Edison said it agreed with the ruling. A company statement said a previous NRC review found Edison's evaluations before installation of the generators did not have any bearing on the underlying issues that caused the 2012 tube leak.
The generators each contained nearly 10,000 alloy tubes that carried hot, pressurized water from the reactors. Resembling massive steel fire hydrants, the generators controlled heat in the reactors and operated something like a car radiator.
After the plant was shut down, tests found some generator tubes were so badly eroded that they could fail and possibly release radiation, a stunning finding inside the nearly new equipment.
An NRC investigation found that a botched computer analysis resulted in design flaws that were largely to blame for the unprecedented wear in the tubing.

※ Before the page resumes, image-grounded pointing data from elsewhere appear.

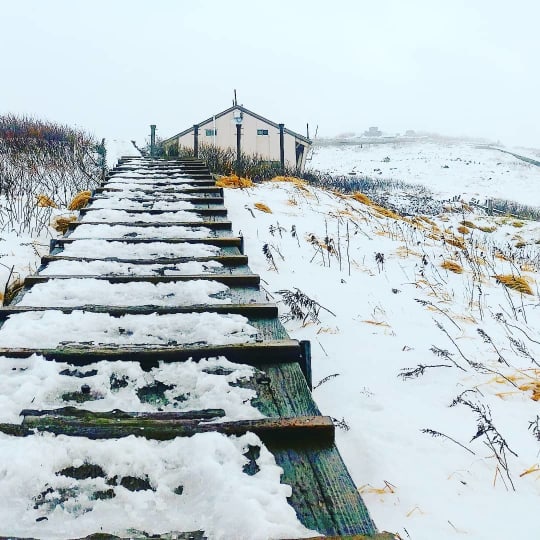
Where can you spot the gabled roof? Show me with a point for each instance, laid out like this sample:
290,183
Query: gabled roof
245,111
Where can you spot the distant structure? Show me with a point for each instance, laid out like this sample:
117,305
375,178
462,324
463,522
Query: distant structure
239,128
373,131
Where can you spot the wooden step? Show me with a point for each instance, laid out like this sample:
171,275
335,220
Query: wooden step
235,280
254,310
254,354
216,225
196,189
301,430
226,260
215,241
216,210
203,199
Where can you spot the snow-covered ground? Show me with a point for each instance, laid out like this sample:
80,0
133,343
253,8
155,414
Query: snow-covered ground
460,168
395,312
432,372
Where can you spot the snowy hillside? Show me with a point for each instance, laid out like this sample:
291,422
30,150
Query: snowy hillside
427,361
424,330
448,170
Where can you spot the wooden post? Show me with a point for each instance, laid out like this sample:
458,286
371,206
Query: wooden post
238,147
195,141
152,140
281,147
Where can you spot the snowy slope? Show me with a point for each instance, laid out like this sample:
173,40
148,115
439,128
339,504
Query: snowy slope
447,169
392,313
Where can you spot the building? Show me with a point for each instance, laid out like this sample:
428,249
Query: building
258,135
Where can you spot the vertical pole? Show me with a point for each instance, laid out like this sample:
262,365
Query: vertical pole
238,147
305,361
196,141
152,140
281,147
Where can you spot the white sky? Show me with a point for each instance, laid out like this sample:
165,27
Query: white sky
113,67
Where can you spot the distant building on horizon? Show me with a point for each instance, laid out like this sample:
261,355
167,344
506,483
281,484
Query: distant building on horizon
259,136
373,131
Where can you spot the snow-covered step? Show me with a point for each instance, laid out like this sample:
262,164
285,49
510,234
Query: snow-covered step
143,248
255,353
148,229
149,215
188,387
163,231
319,430
92,266
247,279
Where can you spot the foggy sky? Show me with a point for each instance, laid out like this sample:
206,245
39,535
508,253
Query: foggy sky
457,67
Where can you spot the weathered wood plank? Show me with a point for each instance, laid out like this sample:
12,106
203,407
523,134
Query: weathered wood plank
226,260
300,430
238,280
248,310
216,225
254,354
216,241
317,502
210,188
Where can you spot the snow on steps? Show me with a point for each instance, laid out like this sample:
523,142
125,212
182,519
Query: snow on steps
300,440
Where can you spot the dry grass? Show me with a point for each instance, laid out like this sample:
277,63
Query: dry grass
80,200
453,266
44,201
263,207
516,283
362,198
456,242
233,181
61,223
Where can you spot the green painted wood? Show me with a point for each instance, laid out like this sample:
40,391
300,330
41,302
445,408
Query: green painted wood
230,257
216,241
211,188
248,310
203,198
232,279
290,431
317,502
254,354
202,210
214,225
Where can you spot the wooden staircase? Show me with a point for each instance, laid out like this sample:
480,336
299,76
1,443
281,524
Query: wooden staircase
300,438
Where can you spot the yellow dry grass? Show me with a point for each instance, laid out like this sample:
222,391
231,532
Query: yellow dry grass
44,201
456,242
292,179
80,200
263,207
233,181
362,198
528,267
516,283
61,223
12,289
453,266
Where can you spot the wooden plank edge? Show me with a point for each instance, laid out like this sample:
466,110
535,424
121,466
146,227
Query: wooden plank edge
296,431
255,310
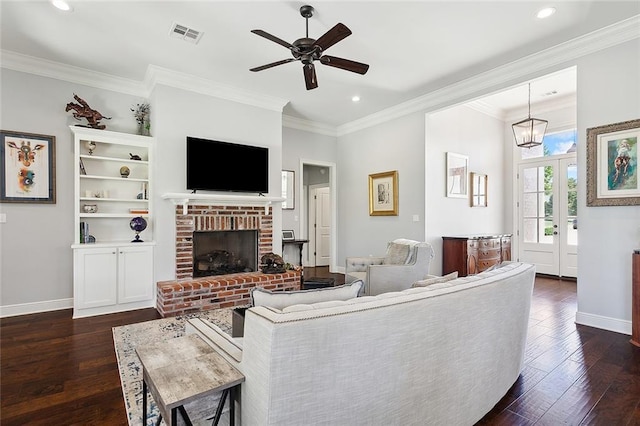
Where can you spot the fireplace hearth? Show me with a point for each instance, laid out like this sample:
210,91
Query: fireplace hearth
224,252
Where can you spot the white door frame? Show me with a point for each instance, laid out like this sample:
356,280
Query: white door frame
312,253
303,231
561,248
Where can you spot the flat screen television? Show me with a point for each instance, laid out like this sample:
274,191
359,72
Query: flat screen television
225,166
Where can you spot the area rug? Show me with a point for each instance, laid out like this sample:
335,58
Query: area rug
127,338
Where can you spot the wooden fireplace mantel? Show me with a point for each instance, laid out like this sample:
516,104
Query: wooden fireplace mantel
184,199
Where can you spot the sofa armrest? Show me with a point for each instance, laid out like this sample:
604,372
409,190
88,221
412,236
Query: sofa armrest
386,278
229,347
360,264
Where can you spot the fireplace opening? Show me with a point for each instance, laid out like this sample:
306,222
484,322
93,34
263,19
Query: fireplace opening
224,252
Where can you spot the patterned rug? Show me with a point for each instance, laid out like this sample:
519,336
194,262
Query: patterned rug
127,338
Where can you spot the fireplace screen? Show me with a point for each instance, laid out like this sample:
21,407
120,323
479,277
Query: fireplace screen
224,252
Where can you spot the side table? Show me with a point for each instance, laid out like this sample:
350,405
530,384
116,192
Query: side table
182,370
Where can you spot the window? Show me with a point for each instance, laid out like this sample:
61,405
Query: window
553,144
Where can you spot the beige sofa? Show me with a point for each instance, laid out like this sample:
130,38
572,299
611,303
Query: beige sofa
444,354
404,262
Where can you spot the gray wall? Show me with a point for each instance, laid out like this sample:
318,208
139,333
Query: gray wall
463,130
394,145
182,113
36,257
36,266
608,92
297,146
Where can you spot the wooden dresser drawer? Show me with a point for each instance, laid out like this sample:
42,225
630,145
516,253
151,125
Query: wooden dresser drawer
474,253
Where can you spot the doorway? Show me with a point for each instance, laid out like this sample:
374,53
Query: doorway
319,225
318,213
547,215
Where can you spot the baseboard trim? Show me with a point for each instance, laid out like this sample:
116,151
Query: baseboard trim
605,323
35,307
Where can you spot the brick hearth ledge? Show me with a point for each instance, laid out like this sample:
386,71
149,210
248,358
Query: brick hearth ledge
178,297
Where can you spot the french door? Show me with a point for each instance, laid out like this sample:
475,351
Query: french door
547,215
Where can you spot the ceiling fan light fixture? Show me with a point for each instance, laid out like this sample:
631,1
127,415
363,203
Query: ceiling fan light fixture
530,131
308,50
546,12
62,5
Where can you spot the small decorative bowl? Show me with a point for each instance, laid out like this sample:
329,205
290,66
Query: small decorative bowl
90,208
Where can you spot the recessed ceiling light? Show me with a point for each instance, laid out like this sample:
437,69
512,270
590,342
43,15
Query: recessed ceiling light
546,12
62,5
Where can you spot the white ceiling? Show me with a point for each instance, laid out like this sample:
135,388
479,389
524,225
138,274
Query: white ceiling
412,47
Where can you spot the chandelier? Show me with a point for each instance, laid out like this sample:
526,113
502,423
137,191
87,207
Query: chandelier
530,131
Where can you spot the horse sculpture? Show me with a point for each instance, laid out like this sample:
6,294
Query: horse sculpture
83,110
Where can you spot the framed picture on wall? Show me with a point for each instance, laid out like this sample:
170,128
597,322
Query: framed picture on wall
457,175
478,190
612,164
27,167
383,194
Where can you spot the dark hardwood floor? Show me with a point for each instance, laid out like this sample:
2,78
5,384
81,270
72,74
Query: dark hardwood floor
59,371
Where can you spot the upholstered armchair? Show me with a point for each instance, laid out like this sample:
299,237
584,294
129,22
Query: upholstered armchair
405,262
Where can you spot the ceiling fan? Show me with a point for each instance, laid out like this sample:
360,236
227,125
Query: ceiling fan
307,50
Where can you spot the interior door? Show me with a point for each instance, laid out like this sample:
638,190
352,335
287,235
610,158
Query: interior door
569,218
547,211
320,224
323,226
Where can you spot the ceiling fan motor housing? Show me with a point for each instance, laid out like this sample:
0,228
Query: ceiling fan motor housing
307,50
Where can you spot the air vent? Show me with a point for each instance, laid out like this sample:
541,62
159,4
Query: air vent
185,33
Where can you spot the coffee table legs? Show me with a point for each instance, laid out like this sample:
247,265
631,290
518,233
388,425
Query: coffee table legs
174,411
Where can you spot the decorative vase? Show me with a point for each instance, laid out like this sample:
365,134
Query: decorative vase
137,224
144,127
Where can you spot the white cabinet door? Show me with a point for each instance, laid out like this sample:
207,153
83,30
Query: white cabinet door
135,274
95,278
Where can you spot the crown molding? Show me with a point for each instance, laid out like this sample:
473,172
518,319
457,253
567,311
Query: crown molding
59,71
453,94
308,126
612,35
486,109
154,75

Costs stemming from the premature demise of the plant are still being sorted out.
Some critics want the California Public Utilities Commission to reopen the case that saddled ratepayers with most of those costs, over $3 billion. Meanwhile, Edison and the company that manufactured the generators, Mitsubishi Heavy Industries, have been locked in a dispute over possible damages.
Earlier this week, Mitsubishi disclosed that Edison had nearly doubled its damage claim to $7.57 billion in a proceeding before the International Chamber of Commerce. Mitsubishi said in a statement that its liability is limited to $137 million by contract, and that Edison's claims are "factually incorrect, legally unsound and inappropriate."